ISPARTA’DAKİ feci kaza yazı gündemini değiştirdi. Uçak kazası önümüze pekçok yeni tartışma getirdi. Havaalanlarının yetersizliği, uçak modellerinin hangisinin daha güvenli olup olmadığı gibi. Bunları uzmanları tartışıyor. Biz de anlamaya çalışıyoruz.
Ancak kazada hayatını yitiren ve her biri kendi alanında önemli isimler olan akademisyenler, bambaşka bir gündemi karşımıza çıkardı.
Uçak kazasının nedeni ya da nedenleri bilinmiyor. Büyük ihtimalle de kesin bir sonuca ulaşılamayacak. Ancak şurası bir gerçek. Kazada hayatını kaybeden değerli uzmanlar, daha doğrusu uzmanlık alanları zihinlerde pekçok soru işaretine neden oldu. Nitekim dünkü Akşam’da Serdar Turgut’un değerlendirmesi çok açık:
‘O uçuşun sonu hangi şirket hangi uçak olursa olsun böyle olacaktı. Çünkü Türkiye’nin geleceği açısından çok ama çok önemli olan altı bilim adamı da o uçaktaydı ve bir kaza ile önemli bir proje ortadan kaldırıldı.’

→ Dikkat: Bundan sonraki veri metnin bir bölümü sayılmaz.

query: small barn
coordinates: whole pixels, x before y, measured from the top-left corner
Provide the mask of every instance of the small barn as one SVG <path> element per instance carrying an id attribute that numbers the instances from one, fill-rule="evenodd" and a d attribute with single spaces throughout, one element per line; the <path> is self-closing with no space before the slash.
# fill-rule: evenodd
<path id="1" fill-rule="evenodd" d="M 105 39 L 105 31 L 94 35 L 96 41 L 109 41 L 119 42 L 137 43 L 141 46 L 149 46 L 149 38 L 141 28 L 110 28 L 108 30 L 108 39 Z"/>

Böyle bir işi kim yapar, nasıl yapar ve neden yapar sorularına pekçok cevap bulunabilir… Bir kere şunu kabul edelim. Bölgemizdeki sıcak bir tartışmanın bizde nasıl bir karşılığı olduğu üzerinde yeterince kafa yormadığımız ortaya çıktı.
Oysa hemen yanıbaşımızda kıyamet kopuyor. İran, uzun zamandır ‘nükleer program’ konusunda uluslararası alanda ABD ile bilek güreşi yapıyor. Amerika, İran’ın bu teknolojiyi silaha dönüştürme amacında olduğunu öne sürüyor. İran, amacının barışçıl olduğunu savunuyor…

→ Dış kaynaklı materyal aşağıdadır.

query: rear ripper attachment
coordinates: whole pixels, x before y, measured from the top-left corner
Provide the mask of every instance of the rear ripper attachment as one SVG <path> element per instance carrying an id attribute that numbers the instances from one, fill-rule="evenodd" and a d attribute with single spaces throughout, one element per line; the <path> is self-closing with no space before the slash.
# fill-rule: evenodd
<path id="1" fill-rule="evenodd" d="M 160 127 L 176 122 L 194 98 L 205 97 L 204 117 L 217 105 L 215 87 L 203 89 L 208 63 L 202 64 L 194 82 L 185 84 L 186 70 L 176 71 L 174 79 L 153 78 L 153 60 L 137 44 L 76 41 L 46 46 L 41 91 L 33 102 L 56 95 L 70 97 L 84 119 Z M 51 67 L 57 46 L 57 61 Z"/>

Nükleer enerji, daha geniş bir ifadeyle nükleer program, artık Türkiye’nin sıcak gündemindedir. Olmak zorundadır.
Nükleer enerji yasası geçen ay Meclis’te kabul edilerek Cumhurbaşkanı Abdullah Gül tarafından onaylandı. O günden bu yana eleştirilerin dozu da arttı.

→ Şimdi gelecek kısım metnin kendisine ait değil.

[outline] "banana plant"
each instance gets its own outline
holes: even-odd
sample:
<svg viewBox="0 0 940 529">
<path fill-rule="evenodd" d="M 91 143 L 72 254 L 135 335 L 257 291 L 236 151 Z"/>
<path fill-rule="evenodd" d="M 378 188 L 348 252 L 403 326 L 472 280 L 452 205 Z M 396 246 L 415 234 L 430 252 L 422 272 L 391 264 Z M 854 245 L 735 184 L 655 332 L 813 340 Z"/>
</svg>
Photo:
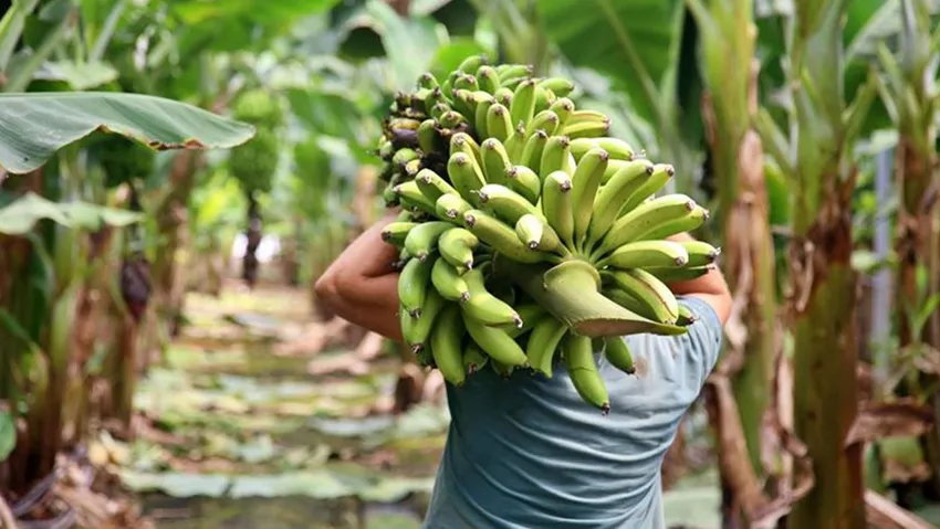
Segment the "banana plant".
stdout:
<svg viewBox="0 0 940 529">
<path fill-rule="evenodd" d="M 722 237 L 722 264 L 729 287 L 746 300 L 729 332 L 729 350 L 719 372 L 732 377 L 741 432 L 750 468 L 731 462 L 733 451 L 722 451 L 722 487 L 733 493 L 724 509 L 725 527 L 753 505 L 744 490 L 731 484 L 758 483 L 763 477 L 762 423 L 772 401 L 773 363 L 776 352 L 777 301 L 774 245 L 770 231 L 770 205 L 764 182 L 763 147 L 751 125 L 758 110 L 756 32 L 750 0 L 688 0 L 699 32 L 700 71 L 707 89 L 703 102 L 706 137 L 718 188 L 718 222 Z M 746 307 L 746 308 L 745 308 Z M 730 357 L 730 358 L 729 358 Z M 737 359 L 740 359 L 738 362 Z M 731 371 L 729 366 L 740 363 Z M 748 480 L 743 476 L 749 476 Z"/>
<path fill-rule="evenodd" d="M 940 118 L 940 91 L 937 88 L 940 28 L 931 20 L 932 3 L 900 0 L 900 9 L 890 11 L 899 15 L 901 22 L 897 44 L 891 49 L 881 41 L 876 51 L 880 66 L 879 93 L 899 135 L 895 307 L 901 348 L 921 342 L 940 347 L 940 311 L 934 311 L 921 325 L 911 326 L 918 309 L 912 301 L 922 295 L 940 295 L 940 231 L 937 229 L 940 159 L 936 149 Z M 892 6 L 886 6 L 882 10 L 890 8 Z M 919 281 L 921 278 L 925 281 Z M 926 293 L 921 293 L 921 288 L 926 288 Z M 934 394 L 931 401 L 938 409 L 940 398 Z M 940 491 L 940 427 L 934 427 L 923 444 L 932 468 L 933 488 Z"/>
<path fill-rule="evenodd" d="M 138 219 L 83 200 L 86 188 L 75 163 L 80 140 L 109 130 L 152 149 L 230 148 L 253 129 L 191 105 L 117 93 L 0 94 L 0 121 L 9 124 L 0 129 L 0 167 L 12 174 L 0 189 L 0 277 L 7 278 L 0 285 L 0 358 L 8 359 L 0 401 L 7 403 L 4 413 L 22 413 L 28 425 L 3 463 L 17 472 L 0 473 L 14 480 L 0 488 L 23 493 L 51 470 L 65 441 L 63 425 L 84 432 L 84 389 L 70 384 L 81 379 L 67 373 L 80 362 L 71 338 L 93 268 L 81 263 L 95 261 L 87 233 Z M 13 277 L 31 279 L 9 281 Z"/>
<path fill-rule="evenodd" d="M 853 147 L 876 97 L 869 82 L 846 102 L 845 0 L 800 0 L 785 21 L 785 134 L 766 109 L 755 116 L 775 161 L 793 182 L 790 240 L 794 417 L 815 485 L 791 527 L 864 528 L 861 445 L 845 445 L 858 413 L 857 273 L 852 266 Z"/>
</svg>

Nitekim dün Başbakan Tayyip Erdoğan bu eleştirileri şöyle cevapladı: ‘Türkiye’de defans oyuncuları çok; ama biz ofansif yaklaşım arıyoruz. Buna çok ihtiyacımız var; fakat bunlar hep defans yapıyor, duvar örüyorlar, ‘geçemezsiniz’ diyorlar. Biz geçmeye mecburuz.’
Yoruma ihtiyaç duymayacak kadar açık ifadeler bunlar.